On 2/8/19 5:34 PM, Corin Langosch wrote:
> What's the difference between receiving an allocation from RIPE (=
> renting IPs from RIPE) and getting an allocation of storage space from
> some provider (= renting storage space)?

The main difference is in responsibility of tax payment. Once RIPE will
"sell services" with payment diferenciation based od ammount of assets
held by each member, taxation will be based od laws valid in one
specific country based on HQ location. This is my simplification (I'm
not a lawyer), but this was discussed in deep in past - and all relevant
mailing-list archives are public.... so if you're interested, you can
deep dive into these past discussions - there's no reason to raise them
again... I don't see reason to repeat such discussion.
        

>> What you are describing is "sale of goods" - and that is a problem
>> because it would make the addresses the NCC has in stock a taxable
>> asset.
> 
> 10.2 of ripe-673 states that allocations are not granting any
> ownership, thus RIPE is not selling anything but only granting usage.
> Just like a hosting provider can lend storage space.

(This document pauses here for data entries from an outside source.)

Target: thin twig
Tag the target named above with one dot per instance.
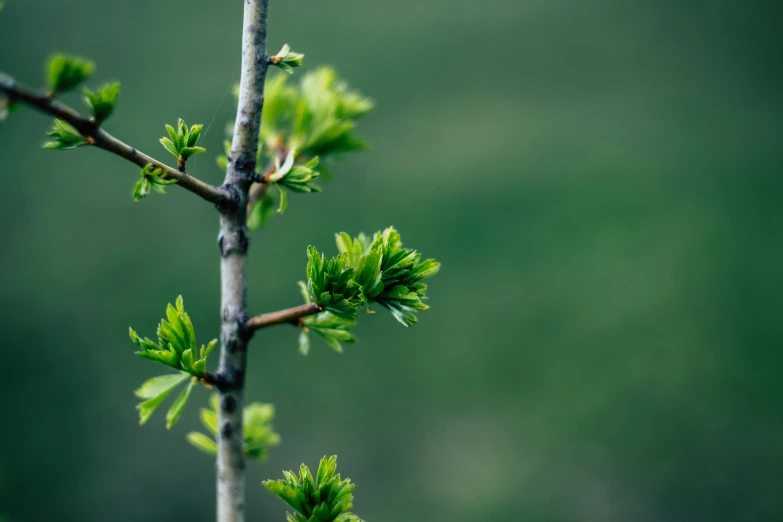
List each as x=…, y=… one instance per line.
x=290, y=315
x=103, y=140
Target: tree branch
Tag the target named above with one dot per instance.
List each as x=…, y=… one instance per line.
x=103, y=140
x=233, y=241
x=290, y=315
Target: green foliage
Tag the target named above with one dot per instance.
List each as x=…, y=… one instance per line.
x=331, y=285
x=393, y=280
x=379, y=271
x=152, y=178
x=65, y=137
x=296, y=178
x=155, y=391
x=287, y=60
x=323, y=498
x=303, y=126
x=367, y=270
x=329, y=327
x=102, y=101
x=176, y=346
x=259, y=434
x=67, y=72
x=182, y=141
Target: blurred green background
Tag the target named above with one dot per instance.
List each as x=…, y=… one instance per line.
x=601, y=180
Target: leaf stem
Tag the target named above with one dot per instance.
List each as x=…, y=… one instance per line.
x=290, y=315
x=100, y=138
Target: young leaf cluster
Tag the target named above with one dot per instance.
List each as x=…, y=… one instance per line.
x=389, y=273
x=66, y=72
x=329, y=327
x=323, y=498
x=287, y=60
x=367, y=271
x=102, y=101
x=65, y=137
x=176, y=346
x=155, y=391
x=315, y=118
x=259, y=434
x=182, y=141
x=296, y=178
x=151, y=179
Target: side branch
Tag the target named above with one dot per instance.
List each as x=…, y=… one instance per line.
x=291, y=315
x=103, y=140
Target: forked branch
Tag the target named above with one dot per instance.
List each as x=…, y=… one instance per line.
x=103, y=140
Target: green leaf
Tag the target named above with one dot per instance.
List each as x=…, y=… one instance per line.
x=157, y=385
x=283, y=199
x=66, y=72
x=176, y=345
x=194, y=134
x=304, y=343
x=169, y=146
x=287, y=60
x=325, y=499
x=181, y=142
x=172, y=416
x=65, y=137
x=209, y=418
x=147, y=408
x=202, y=442
x=103, y=100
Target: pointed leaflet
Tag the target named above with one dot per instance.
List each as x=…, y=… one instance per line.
x=172, y=416
x=157, y=385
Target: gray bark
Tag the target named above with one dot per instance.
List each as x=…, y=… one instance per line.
x=233, y=242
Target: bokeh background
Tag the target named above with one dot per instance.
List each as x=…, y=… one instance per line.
x=601, y=180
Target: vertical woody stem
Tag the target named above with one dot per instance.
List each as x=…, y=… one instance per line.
x=233, y=242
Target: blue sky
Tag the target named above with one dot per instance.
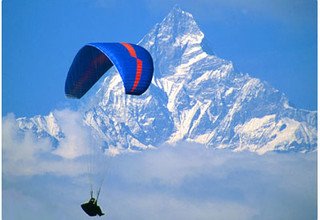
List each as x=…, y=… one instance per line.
x=272, y=40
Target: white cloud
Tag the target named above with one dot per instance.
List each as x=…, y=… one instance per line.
x=25, y=154
x=77, y=141
x=183, y=182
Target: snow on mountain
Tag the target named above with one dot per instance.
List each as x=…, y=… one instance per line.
x=195, y=96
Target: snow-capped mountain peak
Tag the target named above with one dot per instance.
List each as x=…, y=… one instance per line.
x=195, y=97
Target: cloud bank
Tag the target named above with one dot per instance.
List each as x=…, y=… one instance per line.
x=182, y=182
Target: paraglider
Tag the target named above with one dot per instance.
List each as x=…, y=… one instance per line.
x=133, y=63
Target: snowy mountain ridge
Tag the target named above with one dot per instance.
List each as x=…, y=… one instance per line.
x=196, y=97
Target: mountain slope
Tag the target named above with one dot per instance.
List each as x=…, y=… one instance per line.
x=195, y=96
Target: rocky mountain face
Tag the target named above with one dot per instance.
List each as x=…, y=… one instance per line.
x=195, y=96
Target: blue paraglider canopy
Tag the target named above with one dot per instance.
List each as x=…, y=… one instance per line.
x=133, y=62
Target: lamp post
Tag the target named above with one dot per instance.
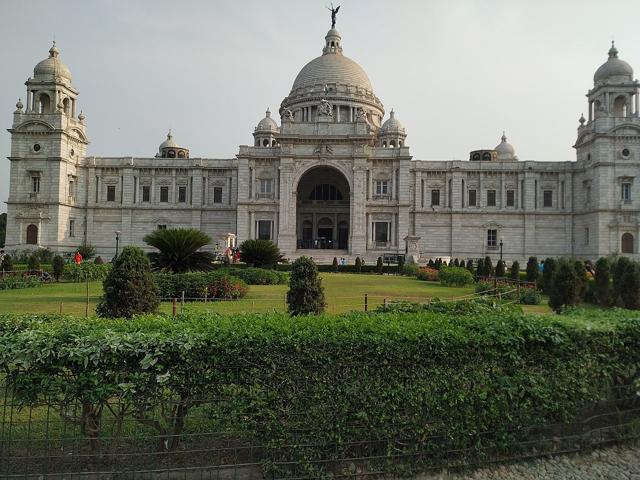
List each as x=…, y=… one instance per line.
x=117, y=242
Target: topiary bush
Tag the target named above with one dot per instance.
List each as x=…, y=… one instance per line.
x=306, y=294
x=455, y=276
x=129, y=288
x=259, y=253
x=58, y=267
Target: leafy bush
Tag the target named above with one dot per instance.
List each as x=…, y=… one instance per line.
x=530, y=296
x=179, y=250
x=58, y=267
x=314, y=387
x=455, y=276
x=259, y=253
x=305, y=295
x=129, y=288
x=79, y=273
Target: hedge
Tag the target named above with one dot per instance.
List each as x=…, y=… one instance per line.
x=419, y=384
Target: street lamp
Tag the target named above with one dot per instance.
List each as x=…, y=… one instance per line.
x=117, y=242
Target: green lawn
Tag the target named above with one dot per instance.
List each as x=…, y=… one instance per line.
x=343, y=291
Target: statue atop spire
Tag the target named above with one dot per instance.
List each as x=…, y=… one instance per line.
x=334, y=12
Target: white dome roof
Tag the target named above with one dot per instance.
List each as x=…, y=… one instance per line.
x=267, y=123
x=52, y=66
x=613, y=68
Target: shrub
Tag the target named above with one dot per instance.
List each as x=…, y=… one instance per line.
x=515, y=270
x=34, y=262
x=603, y=283
x=532, y=269
x=305, y=295
x=259, y=253
x=129, y=288
x=530, y=296
x=500, y=269
x=179, y=250
x=455, y=276
x=358, y=265
x=79, y=273
x=58, y=267
x=565, y=286
x=428, y=274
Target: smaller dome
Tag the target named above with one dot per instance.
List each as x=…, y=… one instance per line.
x=168, y=143
x=52, y=66
x=392, y=125
x=613, y=68
x=504, y=149
x=267, y=124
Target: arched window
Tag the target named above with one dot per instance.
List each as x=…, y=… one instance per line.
x=32, y=235
x=627, y=243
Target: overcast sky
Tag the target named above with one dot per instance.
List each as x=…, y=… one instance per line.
x=457, y=72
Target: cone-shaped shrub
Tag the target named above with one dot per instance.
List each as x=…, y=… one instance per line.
x=129, y=288
x=305, y=295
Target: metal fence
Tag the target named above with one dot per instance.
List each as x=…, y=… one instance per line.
x=53, y=440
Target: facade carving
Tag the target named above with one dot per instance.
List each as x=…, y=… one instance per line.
x=334, y=179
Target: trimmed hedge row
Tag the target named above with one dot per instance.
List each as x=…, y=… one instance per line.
x=420, y=384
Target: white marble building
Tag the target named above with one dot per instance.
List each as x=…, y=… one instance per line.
x=333, y=179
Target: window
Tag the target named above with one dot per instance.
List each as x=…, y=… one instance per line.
x=381, y=232
x=266, y=185
x=164, y=194
x=435, y=198
x=511, y=198
x=217, y=194
x=382, y=187
x=264, y=229
x=472, y=198
x=182, y=194
x=491, y=198
x=492, y=238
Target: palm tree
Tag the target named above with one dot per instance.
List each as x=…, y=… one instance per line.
x=179, y=250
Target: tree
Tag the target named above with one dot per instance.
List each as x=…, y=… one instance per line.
x=379, y=266
x=603, y=284
x=500, y=269
x=565, y=285
x=532, y=269
x=179, y=250
x=550, y=266
x=259, y=253
x=305, y=295
x=130, y=287
x=58, y=267
x=515, y=270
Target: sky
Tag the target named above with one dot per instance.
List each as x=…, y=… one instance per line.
x=456, y=72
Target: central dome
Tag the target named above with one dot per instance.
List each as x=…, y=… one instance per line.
x=332, y=67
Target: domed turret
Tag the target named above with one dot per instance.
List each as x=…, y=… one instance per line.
x=505, y=150
x=614, y=69
x=52, y=66
x=266, y=132
x=170, y=149
x=392, y=133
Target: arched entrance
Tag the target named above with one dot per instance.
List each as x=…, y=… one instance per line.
x=322, y=209
x=627, y=243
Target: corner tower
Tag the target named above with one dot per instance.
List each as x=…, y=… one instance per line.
x=48, y=144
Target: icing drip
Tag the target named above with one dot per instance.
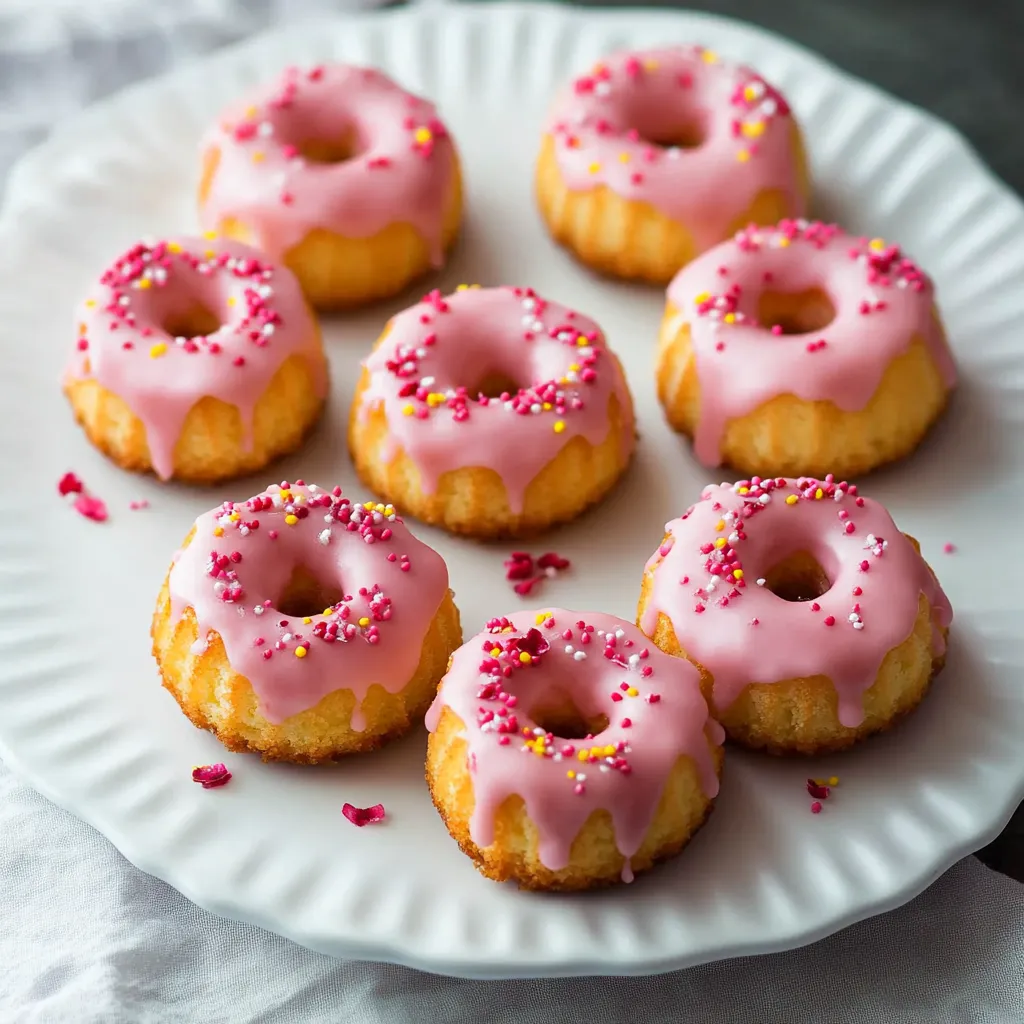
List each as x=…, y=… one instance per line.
x=652, y=704
x=425, y=372
x=124, y=346
x=609, y=125
x=709, y=580
x=241, y=560
x=882, y=300
x=399, y=169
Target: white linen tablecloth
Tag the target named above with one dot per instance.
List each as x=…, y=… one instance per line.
x=87, y=938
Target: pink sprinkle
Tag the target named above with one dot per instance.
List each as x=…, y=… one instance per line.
x=211, y=776
x=364, y=815
x=91, y=508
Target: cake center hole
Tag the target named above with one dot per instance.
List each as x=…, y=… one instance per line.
x=798, y=578
x=495, y=384
x=796, y=312
x=196, y=322
x=306, y=595
x=559, y=716
x=329, y=151
x=688, y=134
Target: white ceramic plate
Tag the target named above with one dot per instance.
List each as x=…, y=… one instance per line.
x=81, y=713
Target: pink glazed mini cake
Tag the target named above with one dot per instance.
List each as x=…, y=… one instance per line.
x=492, y=412
x=651, y=158
x=566, y=752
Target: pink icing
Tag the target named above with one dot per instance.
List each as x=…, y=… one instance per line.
x=123, y=345
x=433, y=355
x=400, y=172
x=882, y=301
x=607, y=126
x=709, y=581
x=241, y=560
x=652, y=701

Imo IPs are
> already a taxable asset (as are the disks of the hosting provider) just
> because of the IP market created by RIPE. So closing the IP market and
> replacing it with a financial model which more or less forces companies
> to return unused (or otherwise wasted) IPs would be the way to go.

IP market is not created *only* by RIPE. There're other RIRs, with their
own policies.. and also legacy resource holders having their allocations
before RIRs scheme were introduced. And of course, legacy resource
holders (holding "class A / class B") ranges can sell their assets
independently on some RIR policy... this market is more complicated.

And also current RIPE policies doesn't break ability to earn more than
one allocation (currently limited to /22) to single real entity
(represented by multiple legal persons). It's happening already in large
scale. In this perspective, limiting new allocations only to /24 (as
proposed by 2019-02) introduces additional complication to these
"speculative" members violating current policy spirit... simply by
making their approach harder to implement.